Triangle $ABC$ has vertices $A(1, 2)$ , $B(4, 2)$ , $C(3, 5)$ . Find the vertices of its image under the translation by $\vec{v} = (-2,\, 3)$ .

Solution. Apply $(x, y) \mapsto (x - 2,\; y + 3)$ to each vertex:

$A' = (1-2,\; 2+3) = (-1,\; 5)$ $B' = (4-2,\; 2+3) = (2,\; 5)$ $C' = (3-2,\; 5+3) = (1,\; 8)$

Verification: $|AB| = 3$ and $|A'B'| = |2-(-1)| = 3$ ✓; $|BC|= \sqrt{1+9} = \sqrt{10}$ and $|B'C'| = \sqrt{1+9} = \sqrt{10}$ ✓.

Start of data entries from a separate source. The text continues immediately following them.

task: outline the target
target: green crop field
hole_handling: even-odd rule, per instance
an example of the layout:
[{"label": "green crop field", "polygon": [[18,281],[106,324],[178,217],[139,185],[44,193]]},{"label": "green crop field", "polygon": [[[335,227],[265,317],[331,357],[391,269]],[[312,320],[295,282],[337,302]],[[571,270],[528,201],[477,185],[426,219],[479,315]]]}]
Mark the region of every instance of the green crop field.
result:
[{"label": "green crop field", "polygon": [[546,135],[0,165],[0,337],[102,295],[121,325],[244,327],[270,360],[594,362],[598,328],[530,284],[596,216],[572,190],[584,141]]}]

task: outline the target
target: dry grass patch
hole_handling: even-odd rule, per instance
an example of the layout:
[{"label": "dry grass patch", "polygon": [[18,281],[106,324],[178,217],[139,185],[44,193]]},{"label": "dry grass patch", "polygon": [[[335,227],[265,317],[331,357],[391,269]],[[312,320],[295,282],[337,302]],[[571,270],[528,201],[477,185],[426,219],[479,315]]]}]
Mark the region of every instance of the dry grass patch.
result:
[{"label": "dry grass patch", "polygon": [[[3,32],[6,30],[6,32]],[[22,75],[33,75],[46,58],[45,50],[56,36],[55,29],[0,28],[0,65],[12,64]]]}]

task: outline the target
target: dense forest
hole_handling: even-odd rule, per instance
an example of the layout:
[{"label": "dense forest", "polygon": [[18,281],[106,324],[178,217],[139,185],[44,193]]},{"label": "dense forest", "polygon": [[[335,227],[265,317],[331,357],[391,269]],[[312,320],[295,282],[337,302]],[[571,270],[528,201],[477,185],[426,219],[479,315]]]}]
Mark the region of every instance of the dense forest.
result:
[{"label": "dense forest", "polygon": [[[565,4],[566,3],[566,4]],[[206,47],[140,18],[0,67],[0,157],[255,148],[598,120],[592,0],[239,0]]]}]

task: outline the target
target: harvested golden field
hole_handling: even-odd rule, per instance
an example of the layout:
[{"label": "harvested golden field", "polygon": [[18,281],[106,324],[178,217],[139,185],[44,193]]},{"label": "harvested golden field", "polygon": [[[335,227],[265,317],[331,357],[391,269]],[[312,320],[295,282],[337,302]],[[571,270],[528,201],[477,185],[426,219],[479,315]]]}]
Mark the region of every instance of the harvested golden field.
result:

Answer: $A'(-1, 5)$ , $B'(2, 5)$ , $C'(1, 8)$ . $\blacktriangleleft$

✎Example — Example 2 — Finding the Translation Vector

A translation maps point $P(3, -1)$ to $P'(7, 4)$ and point $Q(0, 2)$ to $Q'(4, 7)$ . Find the translation vector and verify it is consistent.

Solution. From the first pair:

$\vec{v} = \overrightarrow{PP'} = (7-3,\; 4-(-1)) = (4,\; 5).$

Check with the second pair: $\overrightarrow{QQ'} = (4-0,\; 7-2) = (4,\; 5)$ ✓.

Answer: The translation vector is $\vec{v} = (4,\, 5)$ . $\blacktriangleleft$

Exercises

✏Exercise

A square has vertices $A(0,0)$ , $B(3,0)$ , $C(3,3)$ , $D(0,3)$ . Find the vertices of its image under the translation by $\vec{v} = (1,\, -4)$ . Then find the translation vector that maps the image back to the original square.

✏Exercise

A translation maps $M(-2, 5)$ to $M'(1, 1)$ . Find the image of the point $N(6, -3)$ under the same translation. Also find the preimage of the point $K(0, 0)$ under this translation (i.e., the point that maps to $K$ ).